At the beginning of every one of Lee Child's novels about Jack Reacher, Reacher finds himself in a situation any of the rest of us are unlikely to experience. Just as well, since we probably wouldn't be able to handle things the way Reacher does. This time around he's on a subway in New York City with a woman who exhibits all the characteristics of a suicide bomber. What are those, exactly? Don't worry. Reacher will tell you.
That's a problem for me with these books, by the way. Reacher (this one's in the first person, though not all of them are) or Child goes into more detail than I think is necessary for the story. No wonder the book's so long. For example, we find out all about the subway car Reacher is riding. When someone fires a pistol, we're going to learn everything about that pistol.

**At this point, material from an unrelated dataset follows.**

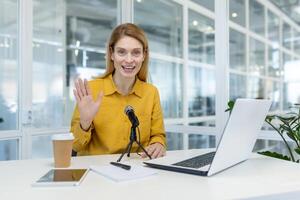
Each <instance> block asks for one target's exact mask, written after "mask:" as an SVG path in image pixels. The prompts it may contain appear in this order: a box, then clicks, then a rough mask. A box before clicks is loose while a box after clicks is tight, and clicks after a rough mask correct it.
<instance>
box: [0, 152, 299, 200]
mask: <svg viewBox="0 0 300 200" xmlns="http://www.w3.org/2000/svg"><path fill="white" fill-rule="evenodd" d="M196 151H201V150H196ZM181 153H184V152H183V151H172V152H168V153H167V154H176V155H178V156H180V154H181ZM117 157H118V155H105V156H85V157H75V158H73V160H72V167H74V168H79V167H88V166H90V165H102V164H107V163H108V162H109V161H112V160H116V159H117ZM124 158H125V159H128V158H127V157H124ZM129 161H130V163H135V164H140V163H141V162H142V160H141V159H139V158H137V157H136V156H134V157H133V154H132V157H130V158H129ZM52 167H53V161H52V159H39V160H19V161H2V162H0V199H1V200H17V199H31V200H32V199H36V200H48V199H49V200H50V199H51V200H53V199H55V200H56V199H64V200H69V199H70V200H77V199H78V200H89V199H102V200H104V199H105V200H107V199H121V200H127V199H129V200H130V199H138V200H145V199H151V200H158V199H170V200H173V199H182V200H187V199H204V200H207V199H218V200H219V199H241V198H242V199H285V200H286V199H300V164H295V163H291V162H287V161H282V160H278V159H272V158H268V157H262V156H258V155H256V154H255V155H254V156H253V158H252V159H250V160H248V161H246V162H243V163H241V164H239V165H237V166H235V167H232V168H230V169H228V170H226V171H223V172H221V173H219V174H216V175H214V176H212V177H209V178H208V177H201V176H195V175H188V174H182V173H175V172H169V171H163V170H158V174H157V175H154V176H150V177H147V178H144V179H140V180H134V181H129V182H121V183H116V182H114V181H112V180H110V179H107V178H105V177H103V176H101V175H99V174H96V173H94V172H92V171H90V172H89V174H88V175H87V177H86V178H85V179H84V181H83V182H82V183H81V185H80V186H78V187H38V188H37V187H32V186H31V183H33V182H34V181H35V180H36V179H37V178H39V177H40V176H42V175H43V174H44V173H45V172H46V171H48V170H49V169H50V168H52Z"/></svg>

And speaking of everything, that's what Reacher knows. Everything. He's never forgotten anything he's ever heard or read, though when he has time to read is something I wonder about.
But I digress. Reacher's wrong about the suicide bomber, but there's a suicide, all right. And then things get complicated. Why did this woman kill herself? Why, suddenly, are all kinds of shady characters trying to keep Reacher from finding out? Who's the beautiful woman who has an interest? It's all very complicated, and there's a McGuffin of sorts. I have a problem with the McGuffin, but that's just me, I think. It won't bother anyone else with a bit more knowledge about certain things than I have.
This book's already a huge bestseller, and it doesn't need me to recommend it. I enjoyed it, but I do think it was too long and a bit padded. If you're a Reacher fan, you already have it on order.